The Guard had asked them to investigate the vaccine as part of a
team of concerned servicemen and to present any questions that
arose.
"The
inoculation program was to have been on hold until satisfactory
answers were received," Dingle says. Instead, the men were
informed that their safety questions would not be answered and
that anyone refusing to receive the vaccine would be forced to
resign.
"I
made a personal and professional decision, based on my research,
that the anthrax policy was questionable in its legality, and as
a military officer I have a duty to challenge such orders,"

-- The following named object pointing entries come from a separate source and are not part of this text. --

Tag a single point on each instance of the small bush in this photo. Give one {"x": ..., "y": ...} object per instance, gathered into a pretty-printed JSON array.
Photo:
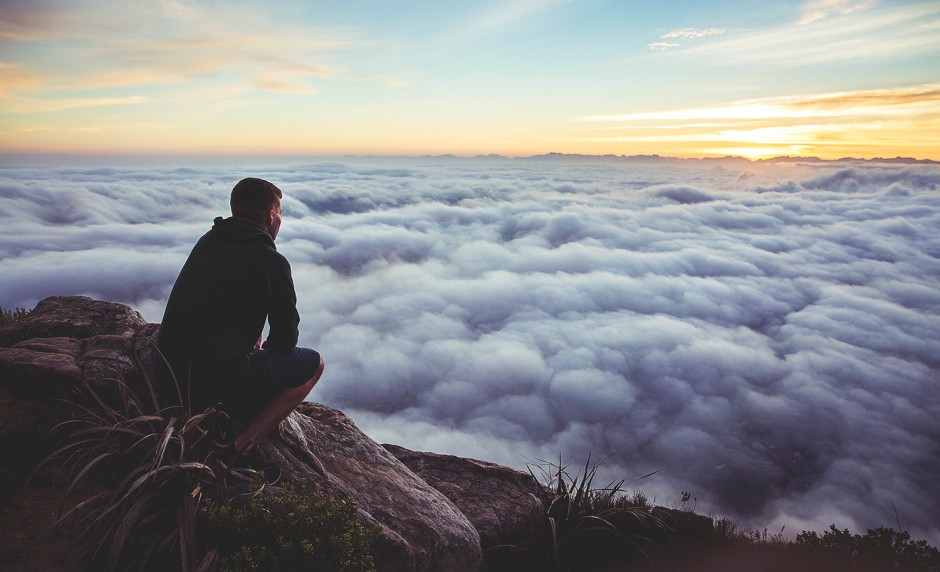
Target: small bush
[
  {"x": 158, "y": 465},
  {"x": 878, "y": 549},
  {"x": 583, "y": 527},
  {"x": 296, "y": 530},
  {"x": 10, "y": 316}
]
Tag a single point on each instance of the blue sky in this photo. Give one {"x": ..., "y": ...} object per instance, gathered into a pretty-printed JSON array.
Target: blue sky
[{"x": 822, "y": 77}]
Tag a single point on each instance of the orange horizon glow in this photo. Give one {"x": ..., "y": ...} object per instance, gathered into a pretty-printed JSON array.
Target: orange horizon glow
[{"x": 179, "y": 78}]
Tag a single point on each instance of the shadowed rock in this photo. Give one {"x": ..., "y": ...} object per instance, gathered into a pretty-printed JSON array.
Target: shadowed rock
[
  {"x": 66, "y": 341},
  {"x": 502, "y": 503}
]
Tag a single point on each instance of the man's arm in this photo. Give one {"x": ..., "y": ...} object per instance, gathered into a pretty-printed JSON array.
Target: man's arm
[{"x": 282, "y": 307}]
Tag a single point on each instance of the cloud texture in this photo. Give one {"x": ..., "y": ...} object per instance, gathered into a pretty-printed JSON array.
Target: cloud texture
[{"x": 765, "y": 336}]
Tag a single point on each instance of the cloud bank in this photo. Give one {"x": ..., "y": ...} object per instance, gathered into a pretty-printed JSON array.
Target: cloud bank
[{"x": 765, "y": 336}]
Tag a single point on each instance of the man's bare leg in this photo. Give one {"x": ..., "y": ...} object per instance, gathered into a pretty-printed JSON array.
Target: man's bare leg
[{"x": 274, "y": 412}]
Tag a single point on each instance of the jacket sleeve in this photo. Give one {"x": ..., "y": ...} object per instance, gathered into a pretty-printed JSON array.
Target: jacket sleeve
[{"x": 283, "y": 318}]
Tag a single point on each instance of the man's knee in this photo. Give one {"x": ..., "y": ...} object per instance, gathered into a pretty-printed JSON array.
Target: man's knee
[{"x": 316, "y": 376}]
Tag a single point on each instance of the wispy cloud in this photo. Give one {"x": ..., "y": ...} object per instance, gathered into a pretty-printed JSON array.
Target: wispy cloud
[
  {"x": 862, "y": 30},
  {"x": 791, "y": 123},
  {"x": 674, "y": 38},
  {"x": 52, "y": 105},
  {"x": 502, "y": 15},
  {"x": 876, "y": 102},
  {"x": 167, "y": 43},
  {"x": 819, "y": 9}
]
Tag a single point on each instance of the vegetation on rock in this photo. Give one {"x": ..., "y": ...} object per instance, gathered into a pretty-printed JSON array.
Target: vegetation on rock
[
  {"x": 10, "y": 316},
  {"x": 297, "y": 530}
]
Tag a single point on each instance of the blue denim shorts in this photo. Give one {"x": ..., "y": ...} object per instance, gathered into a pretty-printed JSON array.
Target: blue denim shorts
[{"x": 277, "y": 371}]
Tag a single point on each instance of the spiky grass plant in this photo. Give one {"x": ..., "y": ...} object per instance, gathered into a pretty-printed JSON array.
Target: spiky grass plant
[
  {"x": 10, "y": 316},
  {"x": 157, "y": 465},
  {"x": 583, "y": 527}
]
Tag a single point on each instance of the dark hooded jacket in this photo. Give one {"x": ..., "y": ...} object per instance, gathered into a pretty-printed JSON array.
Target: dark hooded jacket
[{"x": 233, "y": 280}]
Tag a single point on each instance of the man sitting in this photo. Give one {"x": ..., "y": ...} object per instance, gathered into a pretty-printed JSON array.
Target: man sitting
[{"x": 234, "y": 280}]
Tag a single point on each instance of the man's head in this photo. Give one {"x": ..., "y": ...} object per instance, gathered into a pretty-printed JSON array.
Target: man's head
[{"x": 260, "y": 201}]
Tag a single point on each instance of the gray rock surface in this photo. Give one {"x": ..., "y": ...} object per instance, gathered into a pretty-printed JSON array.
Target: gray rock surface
[
  {"x": 502, "y": 503},
  {"x": 67, "y": 340}
]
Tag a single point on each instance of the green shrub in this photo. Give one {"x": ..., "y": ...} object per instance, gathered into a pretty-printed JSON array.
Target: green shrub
[
  {"x": 583, "y": 527},
  {"x": 10, "y": 316},
  {"x": 878, "y": 549},
  {"x": 297, "y": 530},
  {"x": 152, "y": 468}
]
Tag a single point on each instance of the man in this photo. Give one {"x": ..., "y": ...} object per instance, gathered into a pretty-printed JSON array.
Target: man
[{"x": 234, "y": 280}]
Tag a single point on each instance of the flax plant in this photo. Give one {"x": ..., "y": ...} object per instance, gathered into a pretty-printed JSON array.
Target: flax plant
[{"x": 157, "y": 465}]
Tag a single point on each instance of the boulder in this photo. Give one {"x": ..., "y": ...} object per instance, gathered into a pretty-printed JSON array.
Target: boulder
[
  {"x": 420, "y": 529},
  {"x": 502, "y": 503},
  {"x": 66, "y": 341}
]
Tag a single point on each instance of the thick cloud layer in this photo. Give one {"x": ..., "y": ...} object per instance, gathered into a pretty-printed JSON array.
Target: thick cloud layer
[{"x": 765, "y": 336}]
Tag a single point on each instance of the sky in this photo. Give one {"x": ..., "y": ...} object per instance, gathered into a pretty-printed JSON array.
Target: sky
[
  {"x": 826, "y": 78},
  {"x": 764, "y": 335}
]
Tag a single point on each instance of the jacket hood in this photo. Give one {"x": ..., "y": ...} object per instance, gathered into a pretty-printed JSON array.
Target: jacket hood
[{"x": 235, "y": 229}]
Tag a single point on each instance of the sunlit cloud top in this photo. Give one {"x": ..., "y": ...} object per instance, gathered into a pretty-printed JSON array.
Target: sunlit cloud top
[{"x": 830, "y": 78}]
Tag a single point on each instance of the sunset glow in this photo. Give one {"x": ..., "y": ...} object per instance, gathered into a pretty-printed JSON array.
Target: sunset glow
[{"x": 818, "y": 78}]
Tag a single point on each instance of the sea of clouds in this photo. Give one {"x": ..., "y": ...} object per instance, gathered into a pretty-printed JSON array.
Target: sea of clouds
[{"x": 765, "y": 336}]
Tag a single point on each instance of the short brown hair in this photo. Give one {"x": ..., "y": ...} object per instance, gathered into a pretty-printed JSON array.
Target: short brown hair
[{"x": 254, "y": 198}]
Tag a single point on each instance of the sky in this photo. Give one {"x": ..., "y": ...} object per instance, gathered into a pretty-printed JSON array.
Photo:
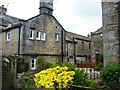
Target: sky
[{"x": 77, "y": 16}]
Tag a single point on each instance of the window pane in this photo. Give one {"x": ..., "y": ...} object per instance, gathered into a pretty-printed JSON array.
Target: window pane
[
  {"x": 43, "y": 36},
  {"x": 38, "y": 35}
]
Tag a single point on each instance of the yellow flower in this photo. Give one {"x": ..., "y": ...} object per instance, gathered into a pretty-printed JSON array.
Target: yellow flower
[{"x": 54, "y": 76}]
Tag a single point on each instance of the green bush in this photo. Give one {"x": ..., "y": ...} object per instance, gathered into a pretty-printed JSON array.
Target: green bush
[
  {"x": 26, "y": 81},
  {"x": 80, "y": 78},
  {"x": 111, "y": 75}
]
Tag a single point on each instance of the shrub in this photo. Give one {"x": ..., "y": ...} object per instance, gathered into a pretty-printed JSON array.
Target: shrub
[
  {"x": 111, "y": 75},
  {"x": 57, "y": 77},
  {"x": 26, "y": 81}
]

Rempfer says. Both men are now leaders of a national movement
protesting the vaccine.
Rempfer
and Dingle's experiences inspired Blumenthal to directly
challenge the FDA's licensing of the anthrax program on the
grounds that it is experimental and that Connecticut could be
held responsible for sickened personnel.
"I
am dismayed that the commencement of [the Anthrax Vaccine
Immunization Program] appears to have been made without
consideration of what entity, in the state or federal government,
would be responsible to State National Guardsmen should any
illness or disability occur as a result of the immunization,"
Blumenthal wrote in one of several letters requesting that U.S.

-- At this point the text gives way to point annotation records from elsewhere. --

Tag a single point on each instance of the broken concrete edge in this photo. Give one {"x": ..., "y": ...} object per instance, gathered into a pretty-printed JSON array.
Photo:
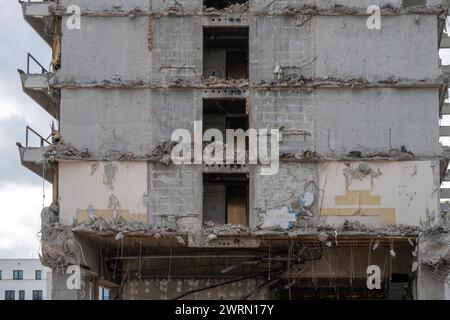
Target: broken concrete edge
[
  {"x": 300, "y": 82},
  {"x": 162, "y": 154},
  {"x": 434, "y": 250},
  {"x": 308, "y": 10}
]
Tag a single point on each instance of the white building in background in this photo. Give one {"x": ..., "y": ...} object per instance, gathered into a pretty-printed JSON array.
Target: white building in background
[{"x": 24, "y": 279}]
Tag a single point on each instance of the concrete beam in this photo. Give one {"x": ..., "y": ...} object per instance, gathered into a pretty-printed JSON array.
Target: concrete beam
[
  {"x": 36, "y": 86},
  {"x": 227, "y": 20},
  {"x": 38, "y": 16}
]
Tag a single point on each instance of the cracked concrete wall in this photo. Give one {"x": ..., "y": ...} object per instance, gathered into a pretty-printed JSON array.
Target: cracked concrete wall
[
  {"x": 374, "y": 120},
  {"x": 343, "y": 47},
  {"x": 114, "y": 195},
  {"x": 177, "y": 49},
  {"x": 105, "y": 48},
  {"x": 156, "y": 49},
  {"x": 288, "y": 42},
  {"x": 103, "y": 120},
  {"x": 126, "y": 120},
  {"x": 405, "y": 47},
  {"x": 387, "y": 193},
  {"x": 291, "y": 110},
  {"x": 256, "y": 5},
  {"x": 175, "y": 198},
  {"x": 280, "y": 190}
]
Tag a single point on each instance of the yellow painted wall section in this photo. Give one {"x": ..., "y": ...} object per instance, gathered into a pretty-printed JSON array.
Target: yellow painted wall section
[{"x": 378, "y": 193}]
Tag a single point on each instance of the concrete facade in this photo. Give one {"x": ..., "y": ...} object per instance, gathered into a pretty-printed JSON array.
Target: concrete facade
[{"x": 357, "y": 109}]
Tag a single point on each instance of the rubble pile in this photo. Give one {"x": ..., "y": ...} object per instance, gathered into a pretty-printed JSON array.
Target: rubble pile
[
  {"x": 59, "y": 246},
  {"x": 212, "y": 228},
  {"x": 218, "y": 82}
]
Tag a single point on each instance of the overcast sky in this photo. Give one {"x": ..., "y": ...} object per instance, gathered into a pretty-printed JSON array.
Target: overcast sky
[
  {"x": 21, "y": 191},
  {"x": 21, "y": 196}
]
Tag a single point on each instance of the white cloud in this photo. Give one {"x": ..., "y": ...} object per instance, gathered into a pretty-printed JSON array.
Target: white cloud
[{"x": 20, "y": 216}]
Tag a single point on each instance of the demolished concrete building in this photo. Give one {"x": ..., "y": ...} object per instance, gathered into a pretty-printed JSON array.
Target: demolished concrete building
[{"x": 360, "y": 166}]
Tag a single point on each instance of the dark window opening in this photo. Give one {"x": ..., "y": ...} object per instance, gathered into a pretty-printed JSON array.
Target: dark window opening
[
  {"x": 105, "y": 293},
  {"x": 225, "y": 114},
  {"x": 10, "y": 295},
  {"x": 17, "y": 274},
  {"x": 225, "y": 54},
  {"x": 225, "y": 198},
  {"x": 37, "y": 294},
  {"x": 221, "y": 4}
]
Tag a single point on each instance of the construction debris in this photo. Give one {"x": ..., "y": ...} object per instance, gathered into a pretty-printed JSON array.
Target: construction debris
[
  {"x": 233, "y": 8},
  {"x": 60, "y": 249}
]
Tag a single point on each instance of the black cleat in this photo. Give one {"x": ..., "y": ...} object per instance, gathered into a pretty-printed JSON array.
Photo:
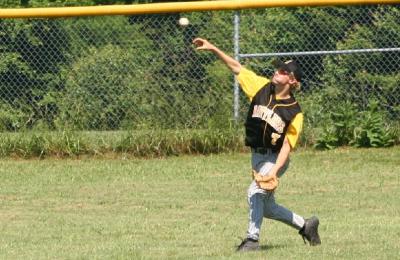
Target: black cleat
[
  {"x": 248, "y": 244},
  {"x": 310, "y": 231}
]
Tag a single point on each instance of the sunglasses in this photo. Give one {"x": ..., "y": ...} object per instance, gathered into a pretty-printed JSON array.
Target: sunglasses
[{"x": 284, "y": 72}]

officials reconsider the policy.
Blumenthal
has reason to be concerned. Evidence is mounting that reactions
to the vaccine may have caused some of the symptoms of Gulf War
Syndrome, and at least 52 people have been hospitalized following
inoculation. Yet responses from the federal government have been
consistently unsympathetic.
"Wearing
helmets isn't voluntary because everybody needs protection. The
same is true of anthrax vaccination," wrote Defense
Department official Charles Cragin in response to Blumenthal's
plea.
But
Robert Johnston, a Yale history and American studies professor
who has studied vaccinations programs and their opponents, says
the sheer number of military officers opposing the program--400
have so far refused the shots--calls for heightened scrutiny.
"There's a history of medical experimentation in the
military that has been really dreadful," Johnston says.
"When military personnel question any kind of medical
procedure, our bells and whistles should go off."
For now, however, the U.S. government isn't making a sound.